Materials and Methods: The study consisted of 520 patients who underwent Percutaneous Coronary Angioplasty at our institute during one year duration and who satisfied the inclusion criteria were enrolled in the study. Renal parameters such as serum Creatinine and Blood Urea level was measured at baseline and at 24 hours and 48 hours post procedure. Contrast induced nephropathy was defined as an increase of >25% or >0.5 mg/dl in pre-catheterization serum creatinine at or after 48h after percutaneous coronary intervention.
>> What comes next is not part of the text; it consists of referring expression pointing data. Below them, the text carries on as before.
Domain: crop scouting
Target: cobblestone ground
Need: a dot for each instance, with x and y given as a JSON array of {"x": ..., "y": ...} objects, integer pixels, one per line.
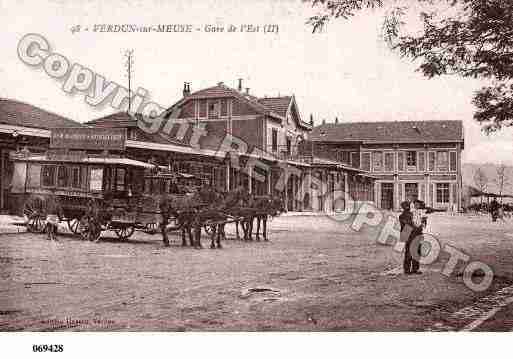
[{"x": 314, "y": 274}]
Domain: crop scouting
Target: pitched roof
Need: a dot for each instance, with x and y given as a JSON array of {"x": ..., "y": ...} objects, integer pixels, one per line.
[
  {"x": 390, "y": 131},
  {"x": 274, "y": 106},
  {"x": 118, "y": 119},
  {"x": 126, "y": 120},
  {"x": 280, "y": 105},
  {"x": 17, "y": 113}
]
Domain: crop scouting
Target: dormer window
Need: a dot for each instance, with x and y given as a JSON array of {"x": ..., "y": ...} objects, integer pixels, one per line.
[
  {"x": 132, "y": 134},
  {"x": 213, "y": 109}
]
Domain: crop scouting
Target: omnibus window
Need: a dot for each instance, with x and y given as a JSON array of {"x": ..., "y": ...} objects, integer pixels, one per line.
[
  {"x": 120, "y": 179},
  {"x": 62, "y": 176},
  {"x": 76, "y": 178},
  {"x": 48, "y": 176}
]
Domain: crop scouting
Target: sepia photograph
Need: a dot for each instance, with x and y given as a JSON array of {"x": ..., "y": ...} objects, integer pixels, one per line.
[{"x": 235, "y": 168}]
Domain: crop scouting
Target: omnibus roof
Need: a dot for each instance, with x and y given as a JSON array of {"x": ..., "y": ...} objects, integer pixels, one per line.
[{"x": 90, "y": 160}]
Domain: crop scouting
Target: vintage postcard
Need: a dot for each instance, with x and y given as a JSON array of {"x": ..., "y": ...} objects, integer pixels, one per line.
[{"x": 255, "y": 166}]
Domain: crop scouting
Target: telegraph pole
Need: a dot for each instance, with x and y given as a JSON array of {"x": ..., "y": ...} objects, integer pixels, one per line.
[{"x": 129, "y": 63}]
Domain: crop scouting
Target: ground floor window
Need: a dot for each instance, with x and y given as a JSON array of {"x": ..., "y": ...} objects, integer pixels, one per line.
[
  {"x": 48, "y": 176},
  {"x": 442, "y": 192}
]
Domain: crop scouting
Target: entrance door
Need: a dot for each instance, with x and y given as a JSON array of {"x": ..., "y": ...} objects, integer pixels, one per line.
[
  {"x": 411, "y": 191},
  {"x": 6, "y": 169},
  {"x": 387, "y": 196}
]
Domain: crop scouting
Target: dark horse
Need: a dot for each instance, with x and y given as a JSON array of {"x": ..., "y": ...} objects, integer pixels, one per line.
[
  {"x": 265, "y": 207},
  {"x": 207, "y": 207}
]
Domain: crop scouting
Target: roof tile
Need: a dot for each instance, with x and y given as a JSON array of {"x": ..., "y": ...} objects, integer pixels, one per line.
[
  {"x": 17, "y": 113},
  {"x": 390, "y": 131}
]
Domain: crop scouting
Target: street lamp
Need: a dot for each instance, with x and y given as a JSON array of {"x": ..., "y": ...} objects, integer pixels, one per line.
[{"x": 15, "y": 135}]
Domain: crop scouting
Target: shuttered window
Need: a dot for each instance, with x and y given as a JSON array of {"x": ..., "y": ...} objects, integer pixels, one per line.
[
  {"x": 422, "y": 161},
  {"x": 377, "y": 161},
  {"x": 366, "y": 161},
  {"x": 400, "y": 161},
  {"x": 389, "y": 161},
  {"x": 452, "y": 162},
  {"x": 431, "y": 161}
]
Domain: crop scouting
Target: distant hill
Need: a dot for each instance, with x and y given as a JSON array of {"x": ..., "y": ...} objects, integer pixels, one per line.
[{"x": 490, "y": 169}]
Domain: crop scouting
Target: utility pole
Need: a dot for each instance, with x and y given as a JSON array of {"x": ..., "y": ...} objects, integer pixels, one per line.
[{"x": 129, "y": 64}]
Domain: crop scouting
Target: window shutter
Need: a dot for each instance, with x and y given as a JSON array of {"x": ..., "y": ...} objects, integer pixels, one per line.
[
  {"x": 422, "y": 194},
  {"x": 366, "y": 161},
  {"x": 431, "y": 162},
  {"x": 400, "y": 161},
  {"x": 452, "y": 161},
  {"x": 422, "y": 161}
]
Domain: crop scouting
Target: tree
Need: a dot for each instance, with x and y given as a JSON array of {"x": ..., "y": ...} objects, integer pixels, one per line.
[
  {"x": 501, "y": 180},
  {"x": 481, "y": 181},
  {"x": 467, "y": 38}
]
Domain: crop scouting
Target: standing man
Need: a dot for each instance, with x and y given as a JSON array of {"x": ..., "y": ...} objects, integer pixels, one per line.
[
  {"x": 494, "y": 207},
  {"x": 409, "y": 232}
]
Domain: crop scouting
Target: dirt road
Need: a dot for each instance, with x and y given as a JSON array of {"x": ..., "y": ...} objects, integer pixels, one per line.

Standard definitions were used to define the variables.
Results: 67 patients (12.88%) developed Contrast induced Nephropathy post PCI in the study. Elderly population, presence of diabetes mellitus, hypertension, anemia were associated with the risk of developing CIN and found to be statistically significant. Increased Contrast volume and raised baseline creatinine also were also found to be associated with CIN.
Conclusions: Development of CIN is a known complication of PCI and can be mostly prevented if patients with risk factors are identified and preventive measures taken based on guideline based recommendations.